Hashim Thaci, Kosovo’s President, reiterated during an official visit to the US that “the final agreement with Serbia will include mutual recognition and the United Nations membership” of Serbia’s former province, media reported.
Thaci met with the State Department’s envoy for the Western Balkans Matthew Palmer and other US officials including William Walker, former Washington representative in Kosovo during the 1998-1999 war there.
“At the working dinner with Palmer, the head of the Atlantic Council Damon Wilson, representatives of the Senate, Congress and other Washington’s institutions, that talks included the possibilities of reaching a final agreement with Serbia that will mean mutual recognition and Kosovo’s UN membership,” Thaci wrote on his Facebook page in Albanian.

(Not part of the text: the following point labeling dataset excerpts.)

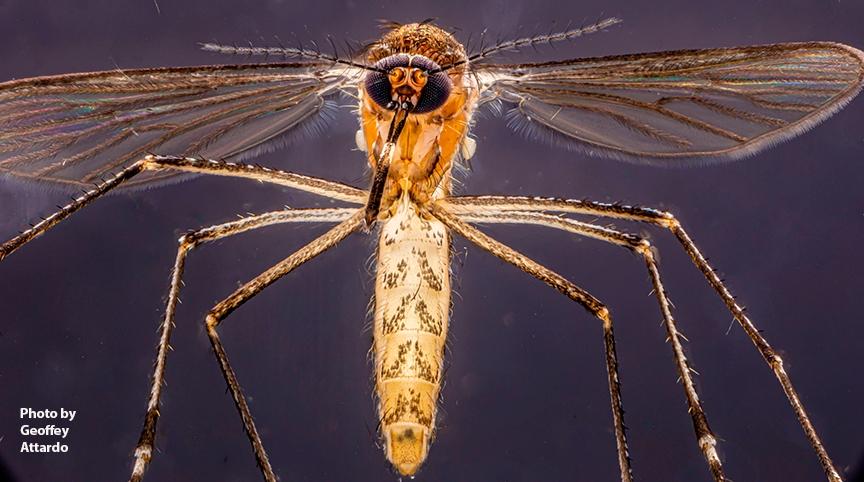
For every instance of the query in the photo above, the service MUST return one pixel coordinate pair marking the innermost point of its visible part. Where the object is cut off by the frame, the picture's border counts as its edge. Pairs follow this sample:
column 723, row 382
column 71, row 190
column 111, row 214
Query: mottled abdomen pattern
column 412, row 303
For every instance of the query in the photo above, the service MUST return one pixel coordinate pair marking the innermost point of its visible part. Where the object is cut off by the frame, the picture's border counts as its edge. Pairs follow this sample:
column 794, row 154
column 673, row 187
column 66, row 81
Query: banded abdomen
column 412, row 303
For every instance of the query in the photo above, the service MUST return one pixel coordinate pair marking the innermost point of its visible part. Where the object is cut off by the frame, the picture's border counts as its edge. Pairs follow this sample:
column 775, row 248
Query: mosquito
column 417, row 90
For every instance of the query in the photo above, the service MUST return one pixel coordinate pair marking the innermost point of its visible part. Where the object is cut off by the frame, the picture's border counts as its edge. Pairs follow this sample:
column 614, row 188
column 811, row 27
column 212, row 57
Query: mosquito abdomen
column 412, row 303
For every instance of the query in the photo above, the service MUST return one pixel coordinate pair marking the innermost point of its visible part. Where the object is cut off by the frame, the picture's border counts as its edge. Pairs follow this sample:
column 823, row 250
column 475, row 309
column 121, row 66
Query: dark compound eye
column 432, row 95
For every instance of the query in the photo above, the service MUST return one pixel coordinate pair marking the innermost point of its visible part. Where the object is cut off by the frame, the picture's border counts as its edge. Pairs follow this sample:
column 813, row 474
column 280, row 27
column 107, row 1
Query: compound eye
column 392, row 72
column 419, row 77
column 396, row 76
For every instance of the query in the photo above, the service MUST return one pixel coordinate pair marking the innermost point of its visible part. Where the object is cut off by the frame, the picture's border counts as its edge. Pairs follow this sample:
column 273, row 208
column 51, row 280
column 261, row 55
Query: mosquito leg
column 667, row 221
column 144, row 449
column 313, row 185
column 575, row 293
column 244, row 293
column 705, row 437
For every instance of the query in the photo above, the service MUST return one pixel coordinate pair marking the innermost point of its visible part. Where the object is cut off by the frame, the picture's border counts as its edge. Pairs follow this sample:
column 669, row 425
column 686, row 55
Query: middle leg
column 575, row 293
column 144, row 448
column 245, row 293
column 705, row 438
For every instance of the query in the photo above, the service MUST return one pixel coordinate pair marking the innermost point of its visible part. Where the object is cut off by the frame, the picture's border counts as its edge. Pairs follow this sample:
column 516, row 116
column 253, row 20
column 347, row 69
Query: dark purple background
column 525, row 396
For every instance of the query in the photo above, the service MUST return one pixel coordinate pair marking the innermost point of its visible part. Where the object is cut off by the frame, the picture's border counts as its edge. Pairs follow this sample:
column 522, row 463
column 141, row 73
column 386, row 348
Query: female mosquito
column 417, row 89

On Sunday, Serbia’s President Aleksandar Vucic told his Serbian Progressive Party (SNS) officials he knew what would be offered to Serbia regarding Kosovo and that it would be something “difficult to reject but impossible to accept.”

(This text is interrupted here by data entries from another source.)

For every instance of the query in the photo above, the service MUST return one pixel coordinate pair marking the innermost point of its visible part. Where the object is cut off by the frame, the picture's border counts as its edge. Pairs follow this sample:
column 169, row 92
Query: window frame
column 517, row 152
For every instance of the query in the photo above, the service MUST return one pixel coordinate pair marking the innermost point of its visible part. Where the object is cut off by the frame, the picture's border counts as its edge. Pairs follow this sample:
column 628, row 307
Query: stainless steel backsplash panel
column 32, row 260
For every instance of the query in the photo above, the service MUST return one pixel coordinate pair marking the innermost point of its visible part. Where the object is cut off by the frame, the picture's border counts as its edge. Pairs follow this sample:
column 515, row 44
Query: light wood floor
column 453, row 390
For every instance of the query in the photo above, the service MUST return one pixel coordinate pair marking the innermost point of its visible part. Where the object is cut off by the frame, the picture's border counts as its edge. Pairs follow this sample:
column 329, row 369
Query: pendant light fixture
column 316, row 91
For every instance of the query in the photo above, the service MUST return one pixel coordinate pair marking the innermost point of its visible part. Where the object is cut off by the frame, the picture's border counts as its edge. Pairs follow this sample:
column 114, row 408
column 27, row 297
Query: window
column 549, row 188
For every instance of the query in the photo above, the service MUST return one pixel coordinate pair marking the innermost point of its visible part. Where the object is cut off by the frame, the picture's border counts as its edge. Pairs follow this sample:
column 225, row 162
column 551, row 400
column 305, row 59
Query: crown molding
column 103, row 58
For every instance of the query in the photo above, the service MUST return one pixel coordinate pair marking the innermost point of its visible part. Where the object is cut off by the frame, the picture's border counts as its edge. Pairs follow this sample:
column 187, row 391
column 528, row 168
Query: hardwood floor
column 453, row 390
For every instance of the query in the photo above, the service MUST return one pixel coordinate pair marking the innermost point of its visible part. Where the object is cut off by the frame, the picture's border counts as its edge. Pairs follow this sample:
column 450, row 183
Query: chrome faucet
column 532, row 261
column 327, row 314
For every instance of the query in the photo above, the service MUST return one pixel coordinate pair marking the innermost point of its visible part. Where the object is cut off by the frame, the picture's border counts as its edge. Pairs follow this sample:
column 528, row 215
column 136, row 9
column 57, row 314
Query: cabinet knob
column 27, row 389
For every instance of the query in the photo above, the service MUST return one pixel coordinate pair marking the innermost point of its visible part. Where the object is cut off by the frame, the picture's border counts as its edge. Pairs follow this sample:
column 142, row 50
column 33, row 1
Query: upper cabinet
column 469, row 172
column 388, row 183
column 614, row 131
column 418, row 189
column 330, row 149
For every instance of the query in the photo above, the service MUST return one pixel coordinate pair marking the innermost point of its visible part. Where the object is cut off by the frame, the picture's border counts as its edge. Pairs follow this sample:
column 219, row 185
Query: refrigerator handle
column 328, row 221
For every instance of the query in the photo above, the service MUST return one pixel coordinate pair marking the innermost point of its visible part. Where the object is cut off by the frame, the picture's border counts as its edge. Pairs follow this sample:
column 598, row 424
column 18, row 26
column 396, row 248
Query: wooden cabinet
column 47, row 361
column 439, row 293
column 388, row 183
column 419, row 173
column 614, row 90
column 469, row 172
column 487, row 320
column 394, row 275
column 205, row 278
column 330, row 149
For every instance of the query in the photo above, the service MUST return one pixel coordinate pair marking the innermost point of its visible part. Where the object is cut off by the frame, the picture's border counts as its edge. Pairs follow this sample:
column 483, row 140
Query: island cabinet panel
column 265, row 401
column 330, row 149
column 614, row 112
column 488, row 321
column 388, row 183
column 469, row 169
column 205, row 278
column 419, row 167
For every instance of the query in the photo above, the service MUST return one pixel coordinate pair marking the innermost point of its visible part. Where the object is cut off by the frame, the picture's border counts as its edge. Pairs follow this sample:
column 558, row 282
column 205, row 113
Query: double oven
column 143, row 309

Belgrade opposes Kosovo as an independent state and pledges never to recognise it.
Thaci on Wednesday also met with Kosovo’s ambassador to the US Vlora Çitaku who broke fake news that Jamaica had recognised Kosovo’s independence a few days ago. She said the decision on recognition was blocked because Pristina’s officials published the news before the verbal note, although she said she instructed them not to. Jamaican Foreign Ministry denied the news on the same day it was published.